2. The infrared-visible light image fusion method according to claim 1, characterized in that, The pre-trained infrared-visible light fusion model in the image fusion teacher model to be trained has N layers, and each layer is deployed with an infrared-visible light fusion unit. Using the image fusion teacher model to be trained, and guided by the multi-region semantic sample mask image, the student fusion sample image is fine-tuned to obtain the teacher fusion sample image, including: The multi-region semantic sample mask image and the student fused sample image are input into the prior fine-tuning unit to be trained embedded in the first layer to obtain the first fine-tuning intermediate image features. The student fused sample image is input into the infrared-visible light fusion unit of the first layer to obtain the first fused intermediate image features; The first fine-tuned intermediate image features and the first fused intermediate image features are input into the prior fine-tuning unit to be trained embedded in the second layer to obtain the second fine-tuned intermediate image features. By taking n values from 2 to N sequentially, the nth fine-tuned intermediate image features are input into the infrared-visible light fusion unit of the nth layer to obtain the nth fused intermediate image features; the nth fine-tuned intermediate image features and the nth fused intermediate image features are input into the prior fine-tuning unit to be trained embedded in the (n+1)th layer to obtain the (n+1)th fine-tuned intermediate image features; and the teacher fused sample image is obtained based on the Nth fine-tuned intermediate image features output by the infrared-visible light fusion unit of the Nth layer.
3. The infrared-visible light image fusion method according to claim 2, characterized in that, The process of the prior fine-tuning unit embedded in the nth layer outputting the nth fine-tuned intermediate image features includes: When n is 1, the multi-region semantic sample mask map and the student fused sample image are spliced by the splicing sub-unit in the prior fine-tuning unit to be trained embedded in the nth layer; and when n is 2 to N, the (n-1)th fine-tuned intermediate image features and the (n-1)th fused intermediate image features are spliced by the splicing sub-unit in the prior fine-tuning unit to be trained embedded in the nth layer. When n is 1 to N, the output of the stitching unit is processed by the first sub-unit in the prior fine-tuning unit embedded in the nth layer to obtain the first intermediate feature; the first intermediate feature is processed by the second sub-unit in the prior fine-tuning unit embedded in the nth layer to obtain the first intermediate feature, and the first intermediate feature is processed by the linear layer in the prior fine-tuning unit embedded in the nth layer to obtain the first intermediate feature; the output of the second sub-unit is fused with the output of the linear layer to obtain the nth fine-tuned intermediate image feature; The first subunit and the second subunit have the same structure, both including a first convolutional module, an activation function layer and a second convolutional module connected in series.

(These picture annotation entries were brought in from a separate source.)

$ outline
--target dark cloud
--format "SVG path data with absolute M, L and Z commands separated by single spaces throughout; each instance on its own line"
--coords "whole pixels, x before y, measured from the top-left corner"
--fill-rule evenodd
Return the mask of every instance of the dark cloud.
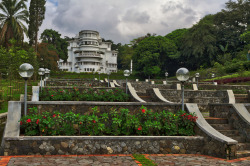
M 189 28 L 206 14 L 224 7 L 228 0 L 48 0 L 46 17 L 40 28 L 57 30 L 62 36 L 75 36 L 92 29 L 115 43 L 147 33 L 166 35 Z
M 137 10 L 128 10 L 122 21 L 136 22 L 139 24 L 149 23 L 150 16 L 147 12 L 138 12 Z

4. The infrared-visible light image fusion method according to claim 1, characterized in that, The method further includes: Based on the differences between the teacher fusion sample image and the infrared sample image, and the differences between the teacher fusion sample image and the visible light sample image, the model parameters of each prior fine-tuning unit in the image fusion teacher model to be trained and the model parameters of the pre-trained infrared and visible light fusion model are updated to obtain the trained image fusion teacher model. The trained image fusion teacher model, the pre-trained infrared and visible light fusion model, and the pre-trained semantic extraction model constitute an image fusion system for fusing infrared target images and visible light target images for a target scene.

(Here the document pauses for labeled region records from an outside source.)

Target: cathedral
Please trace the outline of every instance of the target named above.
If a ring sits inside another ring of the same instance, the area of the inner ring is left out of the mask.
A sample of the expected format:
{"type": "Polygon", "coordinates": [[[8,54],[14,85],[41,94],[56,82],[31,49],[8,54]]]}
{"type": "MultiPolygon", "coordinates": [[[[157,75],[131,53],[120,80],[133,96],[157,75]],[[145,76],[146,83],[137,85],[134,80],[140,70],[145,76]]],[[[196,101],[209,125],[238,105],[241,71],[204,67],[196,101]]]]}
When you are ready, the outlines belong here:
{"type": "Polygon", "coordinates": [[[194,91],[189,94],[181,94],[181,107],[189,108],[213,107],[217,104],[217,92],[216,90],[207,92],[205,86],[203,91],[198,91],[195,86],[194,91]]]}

5. The infrared-visible light image fusion method according to claim 4, characterized in that, The method further includes: Connect the input of the pre-trained semantic extraction model to the output of the pre-trained infrared-visible light fusion model, and connect the output of the pre-trained semantic extraction model to the input of the first trained prior fine-tuning unit in the trained image fusion teacher model to obtain the image fusion system. The infrared target image and the visible light target image for the target scene are input into the pre-trained infrared-visible light fusion model to obtain a preliminary fused image; The preliminary fused image is input into the pre-trained semantic extraction model to obtain a multi-region semantic mask map of the preliminary fused image; The multi-region semantic mask and the preliminary fused image are input into the trained image fusion teacher model. Guided by the multi-region semantic mask, the trained image fusion teacher model fine-tunes the preliminary fused image to obtain the second fused image.
6. The infrared-visible light image fusion method according to claim 1, characterized in that, The method further includes: Based on the difference between the teacher fusion sample image and the student fusion sample image, the reconstruction distillation loss of the image fusion student model to be trained is obtained; Based at least on the perceptual features of the student fusion sample images and the perceptual features of the teacher fusion sample images, the model parameters of the image fusion student model to be trained are updated to obtain the trained image fusion student model, including: Based on the reconstruction distillation loss and perceptual distillation loss of the image fusion student model to be trained, the model parameters of the image fusion student model to be trained are updated to obtain the trained image fusion student model.
7. An infrared-visible light image fusion method according to any one of claims 1 to 6, characterized in that, The pre-trained perceptual feature extraction model includes layer I; the student fused sample image is input into the pre-trained perceptual feature extraction model to obtain the perceptual features of the student fused sample image, including: By sequentially selecting i from 1 to I, the i-th layer of the pre-trained perceptual feature extraction model is used to obtain the perceptual features of the fused sample image of the i-th student. The teacher fusion sample image is input into the pre-trained perceptual feature extraction model to obtain the perceptual features of the teacher fusion sample image, including: By sequentially selecting i from 1 to I, the i-th layer of the pre-trained perceptual feature extraction model is used to obtain the perceptual features of the i-th teacher fusion sample image; Based on the perceptual features of the teacher fusion sample image and the perceptual features of the student fusion sample image, the perceptual distillation loss of the image fusion student model to be trained is obtained, including: Based on the difference between the perceptual features of the fused sample image of the i-th teacher and the perceptual features of the fused sample image of the i-th student, determine the perceptual distillation loss of the i-th student; The perceptual distillation loss of the image fusion student model to be trained is obtained based on the first perceptual distillation loss to the I-th perceptual distillation loss.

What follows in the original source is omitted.